False guilt is another wall many adoptees erect. False guilt is the emotion we experience when something painful happens over which we had no control, but for which we feel responsible. Children of divorce feel it, a widow visiting her husband’s grave feels it, and adoptees of every age feel it. Many adoptees feel false guilt over the painful loss of the birth family, over which they had no control. They often feel guilty just for being alive, and they cringe when they hear the words “illegitimate” or “bastard.”

I’ve heard adult adoptees say, “I always feel like I have to pay back something nice that someone has done for me.

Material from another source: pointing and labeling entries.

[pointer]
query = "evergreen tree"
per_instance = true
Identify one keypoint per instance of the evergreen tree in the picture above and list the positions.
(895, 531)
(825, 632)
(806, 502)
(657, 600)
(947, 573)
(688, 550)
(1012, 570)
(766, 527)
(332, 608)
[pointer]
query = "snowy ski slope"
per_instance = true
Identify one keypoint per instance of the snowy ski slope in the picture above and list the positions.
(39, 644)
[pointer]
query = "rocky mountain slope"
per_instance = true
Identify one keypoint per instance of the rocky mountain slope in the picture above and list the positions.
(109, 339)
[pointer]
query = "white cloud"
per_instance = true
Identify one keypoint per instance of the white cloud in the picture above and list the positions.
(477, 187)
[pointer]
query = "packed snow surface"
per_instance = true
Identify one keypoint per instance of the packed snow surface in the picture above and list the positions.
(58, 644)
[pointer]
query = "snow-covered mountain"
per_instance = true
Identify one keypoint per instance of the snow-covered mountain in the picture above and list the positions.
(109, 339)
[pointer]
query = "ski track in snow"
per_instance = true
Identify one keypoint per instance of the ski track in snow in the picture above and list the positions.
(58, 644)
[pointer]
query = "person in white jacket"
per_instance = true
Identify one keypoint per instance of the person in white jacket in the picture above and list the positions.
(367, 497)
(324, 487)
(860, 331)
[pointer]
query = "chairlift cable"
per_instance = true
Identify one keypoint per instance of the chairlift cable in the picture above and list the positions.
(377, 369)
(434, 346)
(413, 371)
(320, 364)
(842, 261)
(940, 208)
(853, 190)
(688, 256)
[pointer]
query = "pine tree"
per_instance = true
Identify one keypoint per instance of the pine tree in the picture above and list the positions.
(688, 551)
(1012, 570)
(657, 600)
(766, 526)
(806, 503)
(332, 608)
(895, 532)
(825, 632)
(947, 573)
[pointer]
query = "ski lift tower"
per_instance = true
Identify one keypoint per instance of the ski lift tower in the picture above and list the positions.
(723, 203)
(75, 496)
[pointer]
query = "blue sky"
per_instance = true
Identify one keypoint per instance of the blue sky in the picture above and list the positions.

I can never just receive.” One man said, “I was like the perfect Holiday Inn guest in my adoptive home. I even made my bed and folded the towels.”

There Is Hope

It is clear that healthy grafting doesn’t always come easily in adoptive families! Neither is it spontaneous nor natural. Rather, it is a labor of sacrificial love and commitment, occurring whenever a parent (or therapist) observes behavior symptomatic of unresolved adoption loss, comprehends the unspoken needs and feelings masked by the symptoms, and compassionately engages the child in conversation that fosters identification and verbalization of the feelings and needs. Here healing begins. Here the delicate tissues from the parents and the severed branch mingle together to form a lasting, intimate attachment that will serve as a model for future healthy relationships.

In grafting, sometimes a problem of incompatibility can be solved through grafting a third element between the stock and scion—one that is known to be acceptable to both. In adoption, attachment problems are often resolved through the intervention of a bonding and attachment specialist—a professional with in-depth knowledge, training, and experience.

Unresolved adoption loss is not an unconquerable mountain! Adoptees, no matter what their age, can learn how to connect emotionally with others and form healthy relationships. When you understand the challenges that may lie ahead and how to meet those obstacles successfully with your adopted child, you have every reason to hope for a beautiful, thriving child and family.